The Critical Role of Artificial Intelligence in Large-Scale OSS Automation
Artificial intelligence and machine learning can prove to be extremely valuable as large-scale OSS processes and service orders become increasingly complex.
The automation of specific OSS processes (business and operational) has traditionally been approached using rules-based software systems. In other words, the software can complete processes using policy-informed workflows, e.g., when the service order’s state is changed to “active,” trigger process “X.” This works well in relatively simple product/service offerings, but as the complexity and size of bundled services increase, workflow automation may not meet mission-critical needs or may fail altogether.
The old attitude was to employ a team to manually manipulate the orders through completion. Over time, these teams become invaluable and they learn to overcome the eccentricities of various order management systems; they essentially become experts in game theory. This a difficult situation for any company, forcing it to employ a small group of operations staff who know complex manual fixes in processes as critical to business success as service fulfillment.
The modern remedy for this challenge is to build contextual awareness into the software systems so they can make human-like decisions based on a large number of variables. It is very important that systems can do this at scale as the complexity of digital service orders increases and the number of jobs that must be completed within a process grows beyond what it possible to do manually within stated SLAs.
OSS is Moving Toward a Post-Manual, Post-Rules Age
Artificial intelligence (AI) and machine learning have proven to be extremely useful in BSS disciplines, such as customer retention, customer experience management, customer behavior modeling and fraud detection. Yet in OSS and the multi-dimensional network layer, the use of AI and machine learning has thus far been significantly more sparse. Many see AI and machine learning as an extension of big data analytics projects that have been running in the operations side of telecom for years with mixed results. One of the main reservations that operators have with big data analytics is the amount of time and resources that must be spent on reprocessing, normalizing and standardizing the data coming from the various network domains. Then, in an OSS context, this network data must be relatable to the incoming demand from active service orders and contextual information coming from BSS.
Thus, the OSS layer forms the meeting point at which all data insight must be aligned and used. This is where AI can make a huge difference in the way we utilize information.
OSS With Native AI is a Turning Point
Any service provider’s existing OSS architecture is a multi-vendor environment with a mix of various modern and legacy systems. Therefore, the application of AI to these systems is done in an external way, in the same way a big data analytics platform may sit over the OSS, drawing data from the systems, processing that data and providing actionable insights to be fed back into the system. However, because of the fragmented nature of the OSS architecture, this AI work must be done in a siloed fashion. As such, the service fulfillment systems may not be exposed to insights from service assurance systems or network planning systems.

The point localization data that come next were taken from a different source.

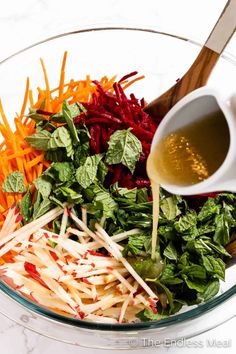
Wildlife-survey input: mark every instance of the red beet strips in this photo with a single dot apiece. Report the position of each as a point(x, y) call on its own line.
point(109, 112)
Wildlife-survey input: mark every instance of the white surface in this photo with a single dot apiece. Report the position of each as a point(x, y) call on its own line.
point(27, 21)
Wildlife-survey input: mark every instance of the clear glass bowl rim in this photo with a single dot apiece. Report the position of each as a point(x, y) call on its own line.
point(178, 318)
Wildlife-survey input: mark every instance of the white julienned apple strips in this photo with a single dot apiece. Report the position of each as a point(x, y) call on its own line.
point(70, 276)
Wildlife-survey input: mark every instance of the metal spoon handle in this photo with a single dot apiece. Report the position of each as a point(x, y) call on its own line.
point(200, 70)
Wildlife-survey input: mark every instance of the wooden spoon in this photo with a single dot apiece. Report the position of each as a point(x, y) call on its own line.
point(202, 67)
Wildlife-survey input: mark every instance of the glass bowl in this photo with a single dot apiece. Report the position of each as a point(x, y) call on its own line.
point(162, 58)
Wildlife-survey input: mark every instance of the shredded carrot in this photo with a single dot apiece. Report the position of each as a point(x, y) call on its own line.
point(25, 98)
point(15, 153)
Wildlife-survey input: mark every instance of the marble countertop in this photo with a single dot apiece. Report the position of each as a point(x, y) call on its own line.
point(28, 21)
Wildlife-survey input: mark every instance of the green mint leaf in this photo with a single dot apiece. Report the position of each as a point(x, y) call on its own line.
point(65, 170)
point(147, 268)
point(169, 275)
point(214, 266)
point(25, 206)
point(87, 173)
point(209, 210)
point(14, 183)
point(124, 147)
point(211, 290)
point(69, 114)
point(148, 315)
point(56, 201)
point(71, 195)
point(135, 244)
point(43, 185)
point(194, 271)
point(218, 248)
point(102, 171)
point(169, 207)
point(186, 221)
point(126, 193)
point(170, 252)
point(167, 292)
point(57, 155)
point(221, 236)
point(197, 285)
point(142, 195)
point(39, 140)
point(61, 138)
point(41, 207)
point(104, 201)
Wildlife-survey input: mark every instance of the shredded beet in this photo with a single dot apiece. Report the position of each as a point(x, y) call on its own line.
point(109, 112)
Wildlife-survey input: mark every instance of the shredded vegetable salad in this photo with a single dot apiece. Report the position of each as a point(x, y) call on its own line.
point(76, 209)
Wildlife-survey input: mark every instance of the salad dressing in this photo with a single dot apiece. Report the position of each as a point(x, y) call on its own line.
point(187, 156)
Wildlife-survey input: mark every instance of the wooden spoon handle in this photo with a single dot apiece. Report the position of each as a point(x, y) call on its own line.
point(199, 72)
point(224, 28)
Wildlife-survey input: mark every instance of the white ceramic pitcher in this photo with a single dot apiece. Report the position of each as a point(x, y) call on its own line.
point(192, 107)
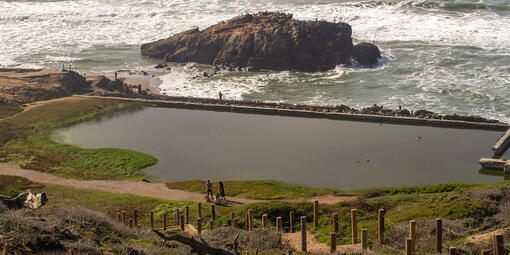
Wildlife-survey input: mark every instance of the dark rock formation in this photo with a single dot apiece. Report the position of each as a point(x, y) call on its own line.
point(272, 41)
point(366, 54)
point(24, 200)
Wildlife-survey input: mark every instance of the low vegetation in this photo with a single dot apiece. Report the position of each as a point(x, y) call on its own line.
point(8, 110)
point(267, 190)
point(25, 138)
point(466, 210)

This approach is problematic for a number of reasons, but chiefly because it contradicts a central tenet of digital transformation: holistic, end-to-end service management. The answer comes in the shape of making AI native to the OSS systems and making AI a pervasive, single type. This will allow the intelligence derived from all parts of the operator to be acted on from the next level up in master control.
This concept dovetails perfectly with the ideas detailed in domain orchestration and drives automation projects forward much quicker than could be done in a piecemeal way. With AI and machine learning embedded in the orchestration layer, end-to-end master control service management can be used in a DevOps way to avoid manual intervention and enable repairs and improvements to be enabled on an ongoing basis.